Deacon Thibodeaux marched the boys into the Sunday School building. Heavy gray clouds hung outside, bent low as though the entire world struggled to hold back tears. None of the boys said a word; the entire assembly was eerily quiet. The men that presided over them talked only in whispered Cajun French.

They stood for what seemed like an hour and Jeremy wondered if they were actually going to attend the Mass at all or if they were going to keep them in here. Finally, the deacon said, “Boys, listen up.” The silence continued, but their eyes shifted to him. “We're going to enter in two columns. Arrange yourselves by height. Shortest first, tallest last. The pews at the front have been reserved; you go up to the coffin.” He swallowed. “You bow, then if you're on the left, you go left to your seat. If you're on the right, you go right. Y'all got that?”

The boys nodded.

“When the Mass is over, file out of the pews and walk straight back to the front foyer of the church. We'll have a van there to take you to the graveyard.” He coughed, choking on the word. “When we get there, we'll tell you what to do, okay? After that service, we'll get back in the van and come back here. Everyone stay close together, and no one leave with anyone else. Y'all understand?”

No one responded.


Mais
, I swear. Any of y'all have ears? I said, do you understand?”

Mumbles of “Yes, sir” and nods rippled through the white robed boys.

“Okay, arrange yourselves by height; come on. We don't have all day now,
mais
yeah.”

They rearranged their lines. Deacon Thibodeaux led them out of the building, beneath the ashen sky to the church. It seemed even more filled with people than it had been earlier, if that were possible. The bishop stood with his tall hat and shepherd's crook in the foyer. Father Boylston stood, holding an incense burner that assailed Jeremy's nose with its bitter spices of myrrh and frankincense. The bishop made a motion and the music began. The column of acolytes began shuffling toward the altar. Jeremy followed the line out, the fingernails on his left hand biting into the back of his right.

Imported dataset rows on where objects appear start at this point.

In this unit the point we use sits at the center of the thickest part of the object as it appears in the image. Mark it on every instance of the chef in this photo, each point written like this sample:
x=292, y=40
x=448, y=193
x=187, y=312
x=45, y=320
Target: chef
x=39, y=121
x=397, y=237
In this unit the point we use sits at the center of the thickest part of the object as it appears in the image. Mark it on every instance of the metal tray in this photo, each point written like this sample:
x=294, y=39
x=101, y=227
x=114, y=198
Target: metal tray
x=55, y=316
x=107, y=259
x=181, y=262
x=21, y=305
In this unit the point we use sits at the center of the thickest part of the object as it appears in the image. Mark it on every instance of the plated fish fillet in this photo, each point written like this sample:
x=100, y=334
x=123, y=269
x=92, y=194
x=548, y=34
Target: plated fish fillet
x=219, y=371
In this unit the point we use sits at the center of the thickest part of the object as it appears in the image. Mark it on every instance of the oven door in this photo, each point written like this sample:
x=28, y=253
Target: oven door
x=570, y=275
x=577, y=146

The altar had never seemed so far away. With every step, Jeremy wanted to bolt for the doors. If he didn't see Father Pat, maybe it wouldn't be real. His shuffle slowed to a crawl as he neared the casket. Jeremy's heart fractured anew with each remaining inch as he neared it. Father Pat lay in the black coffin, hands peacefully clasped around a cross on his chest. His wispy white hair was neatly combed as it had always been. He wore the black suit and collar. He looked asleep. It had to be a mistake. It had to be. Jeremy fought the urge to grab the coffin and shake it, to wake him. Instead, he bowed and walked to his seat on the front pew.

The bishop came last with his attendant priests and a nun to anoint the coffin with incense. Before she even spoke, Jeremy knew that the nun was Father Pat's sister. Her old hands shook; her tears fell from the same Irish blue eyes. The bishop helped her up the altar steps. Tears streamed down Jeremy's face, but he tried not to make a sound.

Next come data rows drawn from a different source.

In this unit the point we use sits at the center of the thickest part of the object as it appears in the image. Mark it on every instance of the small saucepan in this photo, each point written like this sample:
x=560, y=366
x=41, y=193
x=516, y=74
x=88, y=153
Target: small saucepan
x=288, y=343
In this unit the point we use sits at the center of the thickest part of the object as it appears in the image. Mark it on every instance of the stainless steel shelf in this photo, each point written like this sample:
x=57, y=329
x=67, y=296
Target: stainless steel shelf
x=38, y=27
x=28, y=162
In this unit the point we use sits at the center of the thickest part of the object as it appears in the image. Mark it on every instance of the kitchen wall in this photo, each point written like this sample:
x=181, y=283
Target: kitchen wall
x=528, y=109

The bishop said, “In the name of the Father, the Son, and the Holy Spirit.” Jeremy made the sign of the cross. The Mass moved through the motions like any Mass. Jeremy wanted to yell that Father Pat was only asleep, that he would get up and laugh and joke with them all in just a moment. Father Pat's sister spoke, but the Irish lilt of her voice just brought more tears to Jeremy's eyes and he couldn't pay attention to what she said.

Too soon, the Mass was over, and the bishop was anointing the coffin with more incense. The heavy black lid came down, snapping into place. Jeremy's fingernails cut into the wood of the pew, his knuckles white. This couldn't be happening.
God, don't do this. Please don't do this.
But God did not intervene. Left with no choice, he filed out of the pew after the others and followed the coffin to the front of the church. As he walked, Mr. Leblanc began the eagle song, playing the Irish flute. Its haunting notes ferreted out every morsel of grief and love in Jeremy's heart, pushing them through his eyes. They tasted salty on his cheeks. Father Pat's coffin went into a black hearse. Jeremy was crammed into a white van with the other robed acolytes. He grabbed the wooden cross that hung around his neck, holding it tight, relishing the way the wood bit into his fingers and palm, trying to stop crying.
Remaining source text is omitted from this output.